Lo menos que podemos exigir en la sociedad actual, en la que tanto alardeamos de “lo políticamente correcto”, es que respetemos los valores de las “cosas sagradas” en el sentido en el que lo utiliza Durkheim y que encontramos de muchas formas en la vida cotidiana. Tengamos en cuenta que lo “sagrado” no se limita al ámbito religioso, sino que aparece también y de manera permanente, en el mundo secular de todos los tiempos.
Sagrados son esas series de valores en los que, solidariamente, nos sentimos vitalmente adheridos y, por lo tanto, identificados: son partes vitales de nuestra existencia humana personal, familiar y colectiva. Sagrados son los rasgos que constituyen y fortalecen nuestra identidad personal y social, sagrados son los caracteres que nos hacen ser nosotros mismos y que, por lo tanto, deben ser reconocidos y respetados. Sagrados son nuestro origen y nuestra historia común que, como es obvio, no dependen de nosotros, pero que generan unos vínculos y unos compromisos de respeto y colaboración mutua.
Esta reflexión tan elemental se me ha ocurrido al tener noticias de la polvareda agresiva que ha levantado la confesión verdadera o falsa –es lo mismo- de un personaje que se declaraba “gay”. En mi opinión, los que han reaccionado con rabia o con humor –“mal humor”- contra la condición social, familiar o personal de ese hipotético ciudadano han mostrado exclusivamente su incontenible y canallesca agresividad y sus maneras ilusorias de se sentirse fuertes para abusar de los seres que ellos erróneamente consideran débiles o inferiores.

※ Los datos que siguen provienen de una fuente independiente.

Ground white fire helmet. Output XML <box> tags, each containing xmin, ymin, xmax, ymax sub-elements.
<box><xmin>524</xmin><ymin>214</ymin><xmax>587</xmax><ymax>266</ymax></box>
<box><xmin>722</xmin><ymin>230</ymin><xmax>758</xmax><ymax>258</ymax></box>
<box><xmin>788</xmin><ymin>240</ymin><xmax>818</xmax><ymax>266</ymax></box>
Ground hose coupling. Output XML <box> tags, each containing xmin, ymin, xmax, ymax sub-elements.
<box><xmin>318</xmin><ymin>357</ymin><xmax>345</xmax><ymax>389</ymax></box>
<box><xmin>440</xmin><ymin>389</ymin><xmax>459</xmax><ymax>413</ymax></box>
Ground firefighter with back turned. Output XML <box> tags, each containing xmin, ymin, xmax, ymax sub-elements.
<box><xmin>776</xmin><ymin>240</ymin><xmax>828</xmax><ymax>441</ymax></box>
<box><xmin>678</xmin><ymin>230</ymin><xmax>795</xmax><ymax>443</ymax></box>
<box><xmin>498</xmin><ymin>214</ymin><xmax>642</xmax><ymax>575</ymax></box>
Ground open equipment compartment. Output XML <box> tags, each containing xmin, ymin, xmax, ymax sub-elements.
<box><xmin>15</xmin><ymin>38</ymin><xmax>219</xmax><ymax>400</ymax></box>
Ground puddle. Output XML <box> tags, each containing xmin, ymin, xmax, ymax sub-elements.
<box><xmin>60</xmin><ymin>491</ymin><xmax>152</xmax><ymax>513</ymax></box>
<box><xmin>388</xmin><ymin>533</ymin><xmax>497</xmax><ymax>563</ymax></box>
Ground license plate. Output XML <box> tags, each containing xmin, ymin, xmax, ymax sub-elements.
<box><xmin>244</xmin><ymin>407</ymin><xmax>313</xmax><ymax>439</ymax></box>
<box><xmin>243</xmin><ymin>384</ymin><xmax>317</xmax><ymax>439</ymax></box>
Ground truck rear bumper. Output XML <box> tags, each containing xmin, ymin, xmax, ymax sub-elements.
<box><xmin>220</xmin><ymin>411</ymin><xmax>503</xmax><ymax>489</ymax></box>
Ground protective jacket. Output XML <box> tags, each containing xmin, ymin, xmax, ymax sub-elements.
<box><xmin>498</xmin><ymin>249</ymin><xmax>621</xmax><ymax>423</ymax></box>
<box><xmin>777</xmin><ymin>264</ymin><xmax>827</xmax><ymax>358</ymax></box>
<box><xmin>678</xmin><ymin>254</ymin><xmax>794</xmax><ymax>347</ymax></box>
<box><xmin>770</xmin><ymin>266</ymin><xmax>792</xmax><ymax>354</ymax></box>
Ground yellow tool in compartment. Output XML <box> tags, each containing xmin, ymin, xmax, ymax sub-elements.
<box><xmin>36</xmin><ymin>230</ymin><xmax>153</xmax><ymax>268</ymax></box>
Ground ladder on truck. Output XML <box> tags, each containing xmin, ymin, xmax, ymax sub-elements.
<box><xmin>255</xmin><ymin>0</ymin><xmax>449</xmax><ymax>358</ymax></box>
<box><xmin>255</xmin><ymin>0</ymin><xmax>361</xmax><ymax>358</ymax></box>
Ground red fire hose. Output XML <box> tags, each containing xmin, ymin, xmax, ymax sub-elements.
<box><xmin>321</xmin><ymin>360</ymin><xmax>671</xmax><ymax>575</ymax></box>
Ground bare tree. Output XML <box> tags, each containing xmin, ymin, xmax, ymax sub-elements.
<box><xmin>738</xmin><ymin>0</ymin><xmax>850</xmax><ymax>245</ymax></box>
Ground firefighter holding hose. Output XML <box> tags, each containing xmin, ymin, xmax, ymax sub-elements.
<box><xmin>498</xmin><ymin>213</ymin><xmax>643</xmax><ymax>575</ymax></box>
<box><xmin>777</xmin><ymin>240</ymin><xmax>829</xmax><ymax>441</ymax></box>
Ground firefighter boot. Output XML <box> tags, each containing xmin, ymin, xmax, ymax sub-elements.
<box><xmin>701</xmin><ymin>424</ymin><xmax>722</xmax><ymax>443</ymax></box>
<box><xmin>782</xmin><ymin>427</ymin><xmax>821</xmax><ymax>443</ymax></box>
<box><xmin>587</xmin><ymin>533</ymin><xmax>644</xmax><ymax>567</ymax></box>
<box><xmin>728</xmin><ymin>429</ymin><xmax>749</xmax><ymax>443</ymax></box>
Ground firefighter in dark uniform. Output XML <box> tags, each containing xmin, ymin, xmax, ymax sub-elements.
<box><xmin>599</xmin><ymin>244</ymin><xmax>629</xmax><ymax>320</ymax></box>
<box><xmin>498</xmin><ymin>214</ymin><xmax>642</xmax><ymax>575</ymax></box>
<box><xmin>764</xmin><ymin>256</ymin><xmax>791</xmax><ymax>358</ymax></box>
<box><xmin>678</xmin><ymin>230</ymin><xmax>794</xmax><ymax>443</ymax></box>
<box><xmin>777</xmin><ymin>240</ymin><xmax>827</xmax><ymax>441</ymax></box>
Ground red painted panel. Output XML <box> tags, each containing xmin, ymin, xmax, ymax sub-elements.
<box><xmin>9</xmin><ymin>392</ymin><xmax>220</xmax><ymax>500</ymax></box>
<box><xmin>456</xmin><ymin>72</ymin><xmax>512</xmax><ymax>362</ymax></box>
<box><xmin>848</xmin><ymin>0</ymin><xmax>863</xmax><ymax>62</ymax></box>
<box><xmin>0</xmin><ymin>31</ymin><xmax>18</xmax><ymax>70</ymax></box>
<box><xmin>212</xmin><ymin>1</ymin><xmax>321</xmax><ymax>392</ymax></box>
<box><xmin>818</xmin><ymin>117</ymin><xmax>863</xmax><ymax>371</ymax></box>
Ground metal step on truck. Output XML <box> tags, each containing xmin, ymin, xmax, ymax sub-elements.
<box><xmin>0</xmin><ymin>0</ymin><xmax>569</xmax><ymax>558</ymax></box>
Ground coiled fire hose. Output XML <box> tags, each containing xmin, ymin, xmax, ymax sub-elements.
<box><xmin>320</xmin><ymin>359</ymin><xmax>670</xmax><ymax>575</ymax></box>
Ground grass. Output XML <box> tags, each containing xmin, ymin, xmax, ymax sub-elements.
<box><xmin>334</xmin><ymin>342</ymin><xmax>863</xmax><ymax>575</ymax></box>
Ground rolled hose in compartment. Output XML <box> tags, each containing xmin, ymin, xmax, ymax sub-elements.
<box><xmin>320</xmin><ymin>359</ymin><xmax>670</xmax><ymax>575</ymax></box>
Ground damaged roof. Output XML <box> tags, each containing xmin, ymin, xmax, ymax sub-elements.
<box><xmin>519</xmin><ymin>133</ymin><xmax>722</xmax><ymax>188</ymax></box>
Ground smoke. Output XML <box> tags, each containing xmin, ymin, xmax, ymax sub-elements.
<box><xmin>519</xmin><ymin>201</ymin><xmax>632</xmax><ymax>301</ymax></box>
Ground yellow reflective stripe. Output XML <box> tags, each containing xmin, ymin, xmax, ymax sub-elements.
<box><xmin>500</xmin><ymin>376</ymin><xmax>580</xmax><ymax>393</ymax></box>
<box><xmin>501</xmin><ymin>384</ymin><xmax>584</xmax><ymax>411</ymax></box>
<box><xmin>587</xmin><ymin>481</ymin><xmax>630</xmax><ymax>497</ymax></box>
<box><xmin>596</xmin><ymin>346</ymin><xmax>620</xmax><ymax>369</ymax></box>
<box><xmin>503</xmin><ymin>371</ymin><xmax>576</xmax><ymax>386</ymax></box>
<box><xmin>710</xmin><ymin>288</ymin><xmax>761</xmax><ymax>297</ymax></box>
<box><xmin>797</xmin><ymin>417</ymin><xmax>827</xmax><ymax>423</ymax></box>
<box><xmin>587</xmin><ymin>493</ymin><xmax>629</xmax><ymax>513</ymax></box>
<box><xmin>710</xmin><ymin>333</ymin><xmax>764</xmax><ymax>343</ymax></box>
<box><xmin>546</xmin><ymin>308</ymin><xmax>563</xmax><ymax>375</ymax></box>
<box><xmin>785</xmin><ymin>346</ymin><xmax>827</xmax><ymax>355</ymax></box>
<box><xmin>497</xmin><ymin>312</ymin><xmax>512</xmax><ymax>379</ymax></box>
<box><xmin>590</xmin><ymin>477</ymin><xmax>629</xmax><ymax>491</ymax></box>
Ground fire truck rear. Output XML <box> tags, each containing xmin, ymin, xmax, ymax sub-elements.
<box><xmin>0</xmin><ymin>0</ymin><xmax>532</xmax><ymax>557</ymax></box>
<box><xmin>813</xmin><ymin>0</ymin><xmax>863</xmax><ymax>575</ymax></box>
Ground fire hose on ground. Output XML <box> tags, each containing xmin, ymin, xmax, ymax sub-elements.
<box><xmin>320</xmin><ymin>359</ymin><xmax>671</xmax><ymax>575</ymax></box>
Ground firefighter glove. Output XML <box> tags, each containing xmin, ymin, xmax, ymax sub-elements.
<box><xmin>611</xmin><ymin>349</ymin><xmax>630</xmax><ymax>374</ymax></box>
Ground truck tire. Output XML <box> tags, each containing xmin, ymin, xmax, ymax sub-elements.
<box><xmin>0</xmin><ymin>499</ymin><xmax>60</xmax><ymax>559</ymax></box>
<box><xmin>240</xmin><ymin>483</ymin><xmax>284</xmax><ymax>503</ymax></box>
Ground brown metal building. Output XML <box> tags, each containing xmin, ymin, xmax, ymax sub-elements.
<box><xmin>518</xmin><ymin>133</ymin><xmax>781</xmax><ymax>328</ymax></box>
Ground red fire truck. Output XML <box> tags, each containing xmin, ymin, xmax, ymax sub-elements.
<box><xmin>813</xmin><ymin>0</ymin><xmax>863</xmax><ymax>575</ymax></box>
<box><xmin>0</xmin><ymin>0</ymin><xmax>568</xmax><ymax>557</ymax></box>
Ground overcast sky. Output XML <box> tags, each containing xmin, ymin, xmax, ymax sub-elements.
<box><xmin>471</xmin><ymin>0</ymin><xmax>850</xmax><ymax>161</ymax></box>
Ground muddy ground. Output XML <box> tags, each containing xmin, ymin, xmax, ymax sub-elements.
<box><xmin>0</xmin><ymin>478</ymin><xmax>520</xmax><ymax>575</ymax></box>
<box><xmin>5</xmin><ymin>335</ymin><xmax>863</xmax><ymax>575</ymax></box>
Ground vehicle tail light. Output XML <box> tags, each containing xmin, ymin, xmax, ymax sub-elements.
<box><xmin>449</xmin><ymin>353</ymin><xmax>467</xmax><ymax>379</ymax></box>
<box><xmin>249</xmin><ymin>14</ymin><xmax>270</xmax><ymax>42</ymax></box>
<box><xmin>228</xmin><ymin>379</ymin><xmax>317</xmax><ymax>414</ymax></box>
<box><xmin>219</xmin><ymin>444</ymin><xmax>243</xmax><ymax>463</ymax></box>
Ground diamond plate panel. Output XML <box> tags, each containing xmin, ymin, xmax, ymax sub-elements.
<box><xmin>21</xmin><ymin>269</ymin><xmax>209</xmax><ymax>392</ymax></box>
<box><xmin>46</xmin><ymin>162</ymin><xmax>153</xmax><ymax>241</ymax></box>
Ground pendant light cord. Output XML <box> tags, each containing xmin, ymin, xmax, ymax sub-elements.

Mofarse de los homosexuales, de las mujeres o de los negros, por ejemplo, con la intención de ridiculizarlos, humillarlos, escarnecerlos o menospreciarlos, es intentar desposeerlos de su dignidad, el bien más valioso y más sagrado que poseemos los seres humanos. Esas agresiones, por muy “graciosas” que a algunos puedan parecerles, es simplemente la demostración de la propia indignidad.